The common.yml workflow executes on self-hosted macOS runners ([self-hosted, macos, tahoe, ARM64]) and performs the following operations:

  1. Formatting Verification: Installs the Hawkeye tool via scripts/install-hawkeye.sh and runs make fmt to verify code style.
  2. Protocol Buffer Checks: Executes make protos to ensure generated code is synchronized with protobuf definitions.
  3. Binary Compilation: Builds the container binary and debug symbols using make container dsym.
  4. Documentation Generation: Creates API documentation via make docs and archives the _site directory.
  5. Test Execution: Runs the complete test suite including kernel installation and integration tests with make install-kernel test.

Coverage Collection and Artifact Management

When the coverage input parameter is set to true, the workflow generates detailed coverage reports. The common.yml workflow extracts line-coverage percentages using jq and stores the data in a pr-coverage/ directory.

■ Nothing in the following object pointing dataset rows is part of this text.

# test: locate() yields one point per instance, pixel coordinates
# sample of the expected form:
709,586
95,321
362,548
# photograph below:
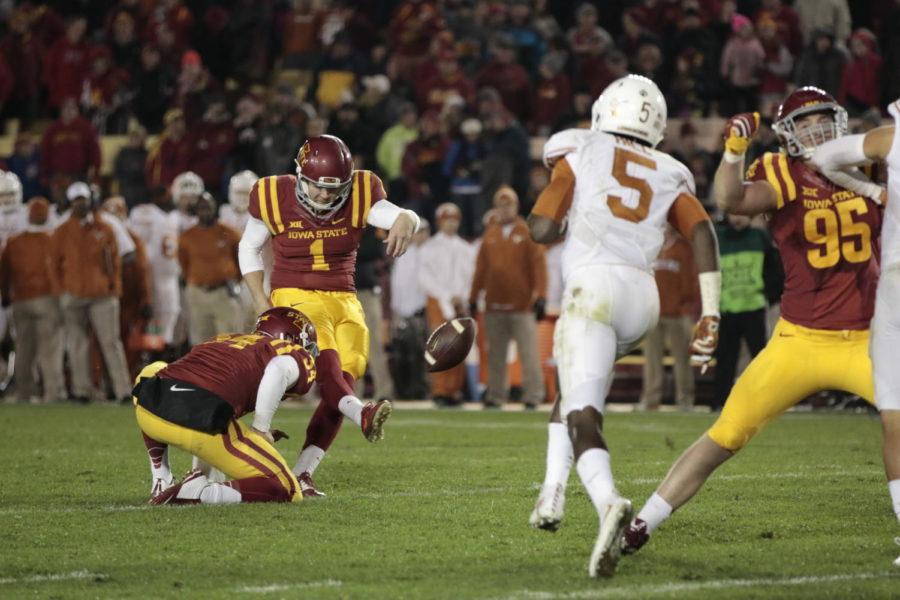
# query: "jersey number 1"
645,192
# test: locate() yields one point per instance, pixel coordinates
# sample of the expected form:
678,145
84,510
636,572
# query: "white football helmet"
633,106
186,184
10,192
239,187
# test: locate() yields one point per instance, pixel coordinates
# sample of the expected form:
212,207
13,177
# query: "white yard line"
455,492
282,587
53,577
643,591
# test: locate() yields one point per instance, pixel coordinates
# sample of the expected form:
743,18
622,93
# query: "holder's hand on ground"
739,131
704,341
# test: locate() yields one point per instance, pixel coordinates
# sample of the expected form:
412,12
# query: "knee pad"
730,435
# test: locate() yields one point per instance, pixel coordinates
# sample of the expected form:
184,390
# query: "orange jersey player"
195,403
828,239
315,221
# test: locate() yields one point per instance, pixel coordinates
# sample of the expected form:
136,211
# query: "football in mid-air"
450,343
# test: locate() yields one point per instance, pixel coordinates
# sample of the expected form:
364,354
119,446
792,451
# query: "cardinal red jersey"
232,365
828,239
311,254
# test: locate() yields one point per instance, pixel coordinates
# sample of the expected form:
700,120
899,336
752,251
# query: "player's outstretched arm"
836,159
729,190
256,234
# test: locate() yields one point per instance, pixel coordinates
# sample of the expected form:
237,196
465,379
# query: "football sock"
655,511
596,475
159,458
351,407
219,493
559,456
308,460
894,488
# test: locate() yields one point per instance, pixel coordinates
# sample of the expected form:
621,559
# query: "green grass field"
439,510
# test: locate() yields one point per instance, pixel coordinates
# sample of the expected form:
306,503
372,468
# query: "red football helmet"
324,174
800,103
289,324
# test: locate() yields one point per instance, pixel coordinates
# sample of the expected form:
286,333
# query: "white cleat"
607,550
160,485
548,510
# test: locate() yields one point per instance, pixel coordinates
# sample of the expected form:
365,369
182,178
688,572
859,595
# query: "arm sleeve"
256,234
281,374
384,213
556,199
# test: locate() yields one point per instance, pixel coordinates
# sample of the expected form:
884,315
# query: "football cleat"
186,491
308,487
634,537
607,550
374,414
160,485
548,510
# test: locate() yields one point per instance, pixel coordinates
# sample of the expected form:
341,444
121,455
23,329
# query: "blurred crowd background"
449,102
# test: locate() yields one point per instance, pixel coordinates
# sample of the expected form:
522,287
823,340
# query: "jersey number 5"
620,171
852,240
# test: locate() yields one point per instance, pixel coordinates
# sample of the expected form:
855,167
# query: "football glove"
739,130
704,341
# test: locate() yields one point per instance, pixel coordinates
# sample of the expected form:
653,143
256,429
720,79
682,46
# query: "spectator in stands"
587,34
369,263
423,165
446,267
207,254
821,64
679,303
392,145
462,167
23,52
66,63
507,76
136,304
777,67
508,159
829,15
70,146
861,80
530,45
552,96
124,43
751,270
511,270
211,141
85,256
104,94
742,64
153,89
786,21
171,153
408,327
29,283
128,168
356,133
26,163
448,80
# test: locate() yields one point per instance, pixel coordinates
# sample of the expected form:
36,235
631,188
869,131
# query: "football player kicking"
832,158
315,221
618,193
195,403
827,236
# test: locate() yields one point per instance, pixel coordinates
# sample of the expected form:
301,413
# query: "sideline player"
618,193
315,221
195,403
827,237
831,158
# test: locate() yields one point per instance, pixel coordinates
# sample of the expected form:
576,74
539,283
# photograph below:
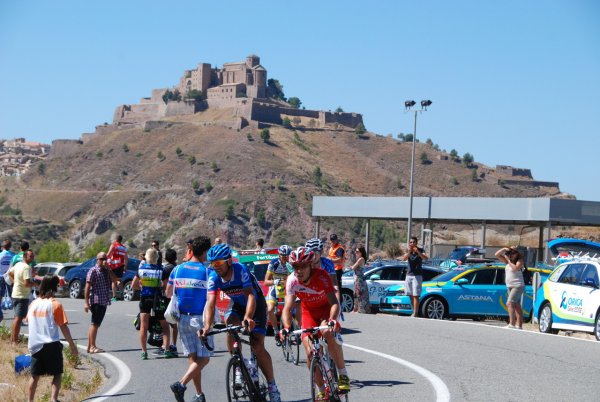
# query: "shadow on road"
376,383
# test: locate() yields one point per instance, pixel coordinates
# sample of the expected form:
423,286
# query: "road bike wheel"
236,393
295,342
315,370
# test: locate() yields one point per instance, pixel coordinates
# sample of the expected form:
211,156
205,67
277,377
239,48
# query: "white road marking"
441,390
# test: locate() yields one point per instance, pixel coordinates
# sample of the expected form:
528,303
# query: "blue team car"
476,292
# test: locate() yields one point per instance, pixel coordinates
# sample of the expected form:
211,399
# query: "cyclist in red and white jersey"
319,305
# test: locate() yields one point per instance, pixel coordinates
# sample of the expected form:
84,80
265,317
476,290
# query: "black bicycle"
322,367
241,386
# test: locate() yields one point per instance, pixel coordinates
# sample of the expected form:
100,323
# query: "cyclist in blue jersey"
189,282
275,278
150,277
247,304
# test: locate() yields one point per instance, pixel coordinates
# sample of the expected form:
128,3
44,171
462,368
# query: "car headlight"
397,292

It then uploads both the raw data and HTML reports as artifacts.

After successful completion, the workflow archives multiple outputs:

  • api-docs: Generated documentation from the build process.
  • container-package: Compiled binaries and packages.
  • container-test-logs: Detailed logs from the test execution.

A follow-up job named uploadPages subsequently publishes the documentation to GitHub Pages, making the generated API references available for review.

Summary

  • Apple's container repository handles pull requests through a three-stage pipeline: metadata capture, automated labeling, and comprehensive build testing.
  • .github/workflows/pr-label-analysis.yml captures PR numbers as artifacts to enable secure cross-workflow communication.
  • .github/workflows/pr-label-apply.yml downloads these artifacts and applies labels based on .github/labeler.yml configuration.
  • .github/workflows/pr-build.yml enforces GPG signature verification on all commits before triggering builds.
  • .github/workflows/common.yml performs formatting checks, compilation, documentation generation, and test execution with optional coverage collection.
  • Self-hosted macOS runners execute the actual build and test workloads, while Ubuntu runners handle metadata and verification tasks.

Frequently Asked Questions

What happens if a pull request contains unsigned commits?

The verify-signatures job in .github/workflows/pr-build.yml fails immediately. The workflow uses the GitHub CLI (gh api) to retrieve all commits for the pull request and validates that each contains a GPG signature. Contributors must amend their commits with signatures before the build can proceed.

How does the repository automatically categorize pull requests?

The repository uses a two-step labeling process. First, pr-label-analysis.yml captures the PR number and stores it as an artifact. Then, pr-label-apply.yml triggers automatically and uses the actions/labeler action to apply labels based on glob patterns defined in .github/labeler.yml, categorizing changes by modified file paths.

Where is the actual build and test logic defined?

The core build logic resides in .github/workflows/common.yml, which is a reusable workflow called by pr-build.yml. This workflow executes make fmt (formatting), make protos (protobuf verification), make container dsym docs (compilation), and make install-kernel test (testing) on self-hosted macOS runners.

What coverage metrics are collected during pull request builds?

When coverage: true is passed to common.yml, the workflow runs make coverage-new and extracts line-coverage percentages using jq. It stores these metrics in the pr-coverage/ directory and uploads both JSON data and HTML reports as artifacts for review alongside the pull request.